Take on the traits you identified and described earlier as your own; use first person language this time (I, me), and make ‘I am’ statements:
- I am angry
- I am hurt
- I am frightened
- I am jealous
- I am vain
If you feel uncomfortable then that’s no surprise – the theory is that these traits are the very ones you’ve been repressing or denying in yourself.
Growing From the 321 Shadow Work
The final step in this process is to acknowledge that you possess these qualities inside of you, and to actively begin to notice them.
Reject feelings of guilt or shame, that’s not the purpose of this exercise. Simply recognise that these traits exist in you, and accept them as part of you, with compassion. Try also to extend the same compassion to the person you were focusing on.
Remember, your choices are half chance, and so are everybody else’s.
The value in this technique is that you should be able to unify your unconscious shadow with your conscious self, thereby reaching a sense of harmony and peace.
(If it also facilitates a process of humanising and/or forgiveness towards the person you were working with then that’s no bad thing!)
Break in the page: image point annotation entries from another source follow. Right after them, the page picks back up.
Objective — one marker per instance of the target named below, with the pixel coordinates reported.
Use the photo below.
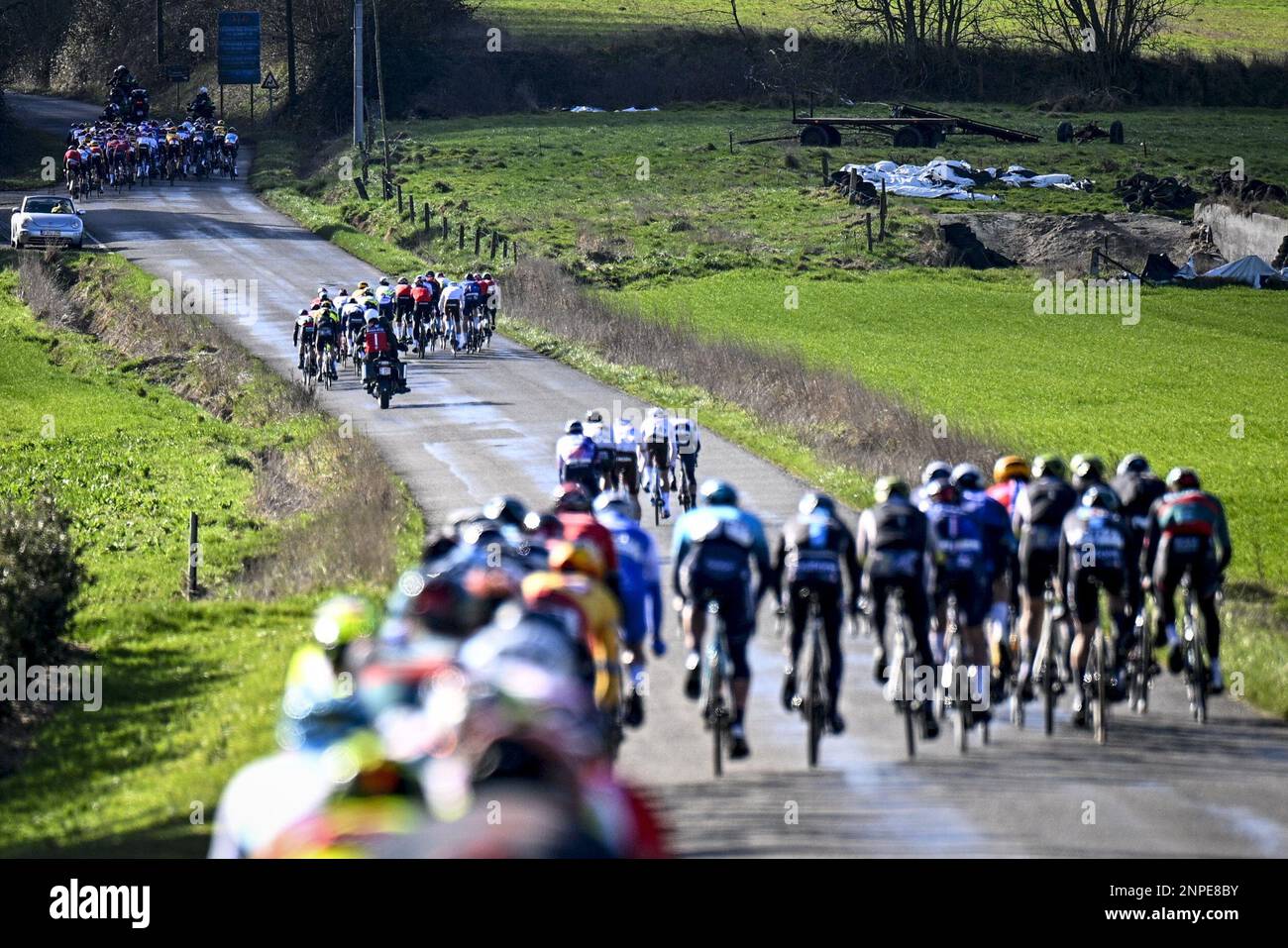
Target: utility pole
(359, 127)
(380, 90)
(290, 52)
7. Shadow Work Affirmations
You may have noticed that we used some negative affirmations in the previous exercise. Well, you can also choose to use more positive ones as part of your shadow work.
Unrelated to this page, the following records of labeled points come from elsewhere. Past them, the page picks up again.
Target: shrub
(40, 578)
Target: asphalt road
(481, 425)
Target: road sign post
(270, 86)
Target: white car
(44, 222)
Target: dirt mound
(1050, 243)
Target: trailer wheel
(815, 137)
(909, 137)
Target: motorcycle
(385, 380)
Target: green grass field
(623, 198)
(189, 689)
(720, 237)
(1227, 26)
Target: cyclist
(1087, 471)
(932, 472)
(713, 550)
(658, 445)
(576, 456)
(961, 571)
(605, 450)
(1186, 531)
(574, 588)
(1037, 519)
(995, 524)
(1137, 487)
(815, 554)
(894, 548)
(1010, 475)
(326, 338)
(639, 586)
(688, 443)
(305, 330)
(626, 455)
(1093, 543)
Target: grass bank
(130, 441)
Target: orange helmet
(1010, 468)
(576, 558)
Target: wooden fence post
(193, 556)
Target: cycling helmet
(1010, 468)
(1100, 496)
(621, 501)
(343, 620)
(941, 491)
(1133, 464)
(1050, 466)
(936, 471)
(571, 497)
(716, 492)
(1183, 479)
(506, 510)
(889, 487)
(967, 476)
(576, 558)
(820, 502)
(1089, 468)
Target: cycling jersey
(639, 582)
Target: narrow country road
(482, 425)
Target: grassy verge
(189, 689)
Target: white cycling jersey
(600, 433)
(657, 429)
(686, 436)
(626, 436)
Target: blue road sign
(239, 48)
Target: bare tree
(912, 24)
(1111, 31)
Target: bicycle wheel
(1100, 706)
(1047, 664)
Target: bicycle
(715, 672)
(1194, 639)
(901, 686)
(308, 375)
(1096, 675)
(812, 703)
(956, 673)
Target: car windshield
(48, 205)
With the nature of shadow work being what it is, not all affirmations will be ‘positive’ and uplifting – some are more grounding. But used together they can be an effective technique to illuminate the shadow self, enabling you to gain the inner peace you’re seeking.
Shadow Work Exercises For Beginners
If you’re wondering which are the best exercises for beginners, I’d highly recommend a combination of beginning to actively notice your emotional reactions, and – of course – journaling.